AUSTIN, Texas - Now that Austinites have voted to reinstate the homeless camping ban, the question remains—where will everyone currently living in those camps go? Austin City Council will address that question Thursday.
Voters approved Prop B on Saturday by a margin of 57% to 43%, banning camping in most of the city. But council member Kathie Tovo will introduce a resolution Thursday to allow certain designated camping areas on public land. It’s something Tovo had brought up back in 2019, right before the camping ban was initially lifted.
The resolution describes those campsites as temporary, though they would include security, lighting, restrooms and storage.
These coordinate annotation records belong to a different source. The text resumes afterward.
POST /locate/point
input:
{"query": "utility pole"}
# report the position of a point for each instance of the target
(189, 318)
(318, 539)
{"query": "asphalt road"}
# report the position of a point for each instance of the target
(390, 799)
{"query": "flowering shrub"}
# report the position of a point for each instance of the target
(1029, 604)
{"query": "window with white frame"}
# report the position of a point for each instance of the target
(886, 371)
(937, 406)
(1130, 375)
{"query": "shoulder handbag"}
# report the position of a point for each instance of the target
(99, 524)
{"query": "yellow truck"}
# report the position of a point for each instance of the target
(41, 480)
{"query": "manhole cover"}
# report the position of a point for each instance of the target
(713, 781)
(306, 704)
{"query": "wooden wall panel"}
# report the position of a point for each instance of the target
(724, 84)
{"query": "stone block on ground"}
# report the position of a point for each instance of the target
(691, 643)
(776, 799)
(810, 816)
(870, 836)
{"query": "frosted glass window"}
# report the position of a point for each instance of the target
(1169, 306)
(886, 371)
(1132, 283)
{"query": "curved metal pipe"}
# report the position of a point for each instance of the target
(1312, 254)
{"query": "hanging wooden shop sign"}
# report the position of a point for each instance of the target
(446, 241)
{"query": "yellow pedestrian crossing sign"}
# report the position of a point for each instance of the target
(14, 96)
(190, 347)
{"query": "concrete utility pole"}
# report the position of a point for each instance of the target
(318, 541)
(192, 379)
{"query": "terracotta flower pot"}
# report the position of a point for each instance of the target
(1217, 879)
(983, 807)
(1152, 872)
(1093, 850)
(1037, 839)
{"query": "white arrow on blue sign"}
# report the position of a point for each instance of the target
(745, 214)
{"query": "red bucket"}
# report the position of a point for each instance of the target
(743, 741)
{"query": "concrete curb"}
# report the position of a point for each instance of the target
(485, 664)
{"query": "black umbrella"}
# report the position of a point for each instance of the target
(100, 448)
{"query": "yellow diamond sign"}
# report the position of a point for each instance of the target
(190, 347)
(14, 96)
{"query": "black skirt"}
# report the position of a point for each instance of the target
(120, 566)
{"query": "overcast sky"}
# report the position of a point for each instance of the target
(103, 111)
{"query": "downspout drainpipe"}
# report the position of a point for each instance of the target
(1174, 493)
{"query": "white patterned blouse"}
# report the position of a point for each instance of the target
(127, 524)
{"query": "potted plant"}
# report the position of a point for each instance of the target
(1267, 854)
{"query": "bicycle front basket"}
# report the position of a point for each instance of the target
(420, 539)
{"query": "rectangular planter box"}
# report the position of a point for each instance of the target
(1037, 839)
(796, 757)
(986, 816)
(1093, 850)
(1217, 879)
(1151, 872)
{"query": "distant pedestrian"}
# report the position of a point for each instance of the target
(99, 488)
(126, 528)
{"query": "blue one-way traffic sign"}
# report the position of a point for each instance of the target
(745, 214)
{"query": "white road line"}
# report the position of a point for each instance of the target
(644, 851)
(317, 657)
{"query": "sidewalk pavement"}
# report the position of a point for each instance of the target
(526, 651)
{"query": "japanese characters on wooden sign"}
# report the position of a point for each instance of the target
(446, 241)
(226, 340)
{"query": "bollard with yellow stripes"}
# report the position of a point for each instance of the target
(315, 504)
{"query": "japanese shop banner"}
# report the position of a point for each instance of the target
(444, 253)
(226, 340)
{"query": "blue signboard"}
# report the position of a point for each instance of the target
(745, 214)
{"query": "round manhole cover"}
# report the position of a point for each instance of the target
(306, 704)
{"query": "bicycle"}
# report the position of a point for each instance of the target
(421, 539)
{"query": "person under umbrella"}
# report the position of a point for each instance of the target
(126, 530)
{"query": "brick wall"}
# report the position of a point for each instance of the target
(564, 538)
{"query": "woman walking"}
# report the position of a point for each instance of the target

However, the proposal does not stipulate where exactly those approved encampments would be; that will be up to City Manager Spencer Cronk.
If it’s approved by Council Thursday, the resolution directs Cronk to report back with possible locations by May 14. By June 1, he would be expected to come up with a schedule, estimated costs and community partners that the city would work with.
Also Thursday, Council is expected to approve $1.9 million for permanent supportive housing, and another $1.9 million for rapid rehousing services. There is also approximately $1.26 million on the table for non-congregate shelter space for homeless people at high risk for COVID-19 complications.
Austin City Council will also be calling an executive session Thursday to discuss legal issues surrounding the Northwest Austin hotel the city is buying to house people currently experiencing homelessness. That proposal has received pushback from residents in the Pecan Park neighborhood--and from officials in Williamson County, where the Candlewood Inn & Suites is technically located.
Council will also consider building so-called "tiny houses" on land that is either public or owned by willing community partners, to house people who are currently homeless. Cronk is supposed to report back on where those could potentially go by July 1.